Answered by EJoshuaS - Reinstate Monica on February 19, 2021
Google some facts or sentences from that information, phone numbers, email of the lady, etc. first or read something about scams, hoaxs, etc. few examples: https://www.scamwatch.gov.au/types-of-scams/unexpected-money/inheritance-scams https://en.m.wikipedia.org/wiki/Advance-fee_scam
You made one mistake yet - you shouldn't reply to strangers email, in case I would trust such a fairy tail any bit, I will first check basic things like how that lady found me, what she know about me and from where, if contacts are real - official registers, notary chambre, etc.
For example neighbour showed me real paper "Nigerian letter" and except terrible English found there was no ZIP, but regional part of landline phone number - they found his address in phone directory.
And most of similar scams build on greediness, so be careful, when sniffing interesting money ;-) Most probably it smells by scam.
Answered by Tom on February 19, 2021
It is 100% a scam.
You pointed out in your question
" What seems weird to me is her notary has a domain of gmail.com instead of having a business domain. also this whole thing is weird. "
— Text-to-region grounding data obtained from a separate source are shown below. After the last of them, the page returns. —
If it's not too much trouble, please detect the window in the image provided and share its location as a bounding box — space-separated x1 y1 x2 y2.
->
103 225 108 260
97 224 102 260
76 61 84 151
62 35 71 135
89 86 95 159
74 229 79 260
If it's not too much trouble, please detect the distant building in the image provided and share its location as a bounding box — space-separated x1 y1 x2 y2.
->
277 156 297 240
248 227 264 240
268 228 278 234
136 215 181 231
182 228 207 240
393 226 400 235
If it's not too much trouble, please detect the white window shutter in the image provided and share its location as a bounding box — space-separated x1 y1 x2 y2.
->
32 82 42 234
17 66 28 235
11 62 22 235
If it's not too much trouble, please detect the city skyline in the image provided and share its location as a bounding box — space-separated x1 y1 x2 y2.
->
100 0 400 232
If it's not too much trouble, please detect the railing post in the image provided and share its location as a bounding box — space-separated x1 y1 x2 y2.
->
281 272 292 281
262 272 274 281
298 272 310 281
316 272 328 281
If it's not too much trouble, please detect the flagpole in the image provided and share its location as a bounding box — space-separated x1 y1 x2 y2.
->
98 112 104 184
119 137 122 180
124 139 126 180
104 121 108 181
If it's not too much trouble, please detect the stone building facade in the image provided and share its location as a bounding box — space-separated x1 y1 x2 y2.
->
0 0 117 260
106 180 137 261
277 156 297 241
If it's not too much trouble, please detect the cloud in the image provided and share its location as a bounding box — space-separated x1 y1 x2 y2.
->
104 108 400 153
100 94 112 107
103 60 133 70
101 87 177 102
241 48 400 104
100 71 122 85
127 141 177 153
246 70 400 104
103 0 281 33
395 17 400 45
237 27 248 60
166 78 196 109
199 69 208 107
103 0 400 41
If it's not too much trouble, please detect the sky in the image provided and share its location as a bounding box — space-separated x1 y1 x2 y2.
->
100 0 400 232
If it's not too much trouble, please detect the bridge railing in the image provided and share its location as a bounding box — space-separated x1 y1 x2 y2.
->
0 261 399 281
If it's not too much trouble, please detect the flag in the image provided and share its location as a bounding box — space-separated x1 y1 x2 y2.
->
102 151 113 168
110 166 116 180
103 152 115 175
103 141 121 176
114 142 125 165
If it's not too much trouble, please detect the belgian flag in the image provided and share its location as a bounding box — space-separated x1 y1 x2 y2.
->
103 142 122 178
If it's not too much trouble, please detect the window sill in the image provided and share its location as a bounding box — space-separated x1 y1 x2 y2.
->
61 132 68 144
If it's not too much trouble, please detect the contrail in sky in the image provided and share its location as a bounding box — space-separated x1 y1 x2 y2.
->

When a person is a notary their email address domain is unimportant. You contact them by phone or email, and then you meet in person with them. They need to see you, and your government issued ID, and then they need to watch you sign the forms, and then they emboss their stamp on that important document they signed.
That embossed seal they get from a government source, that tells the party of the transaction who can't watch you sign that the person that signed it was who they say they are.
A notary that you only interact with over the internet isn't a notary. They want their victim to think it must be true, because there was a notary involved.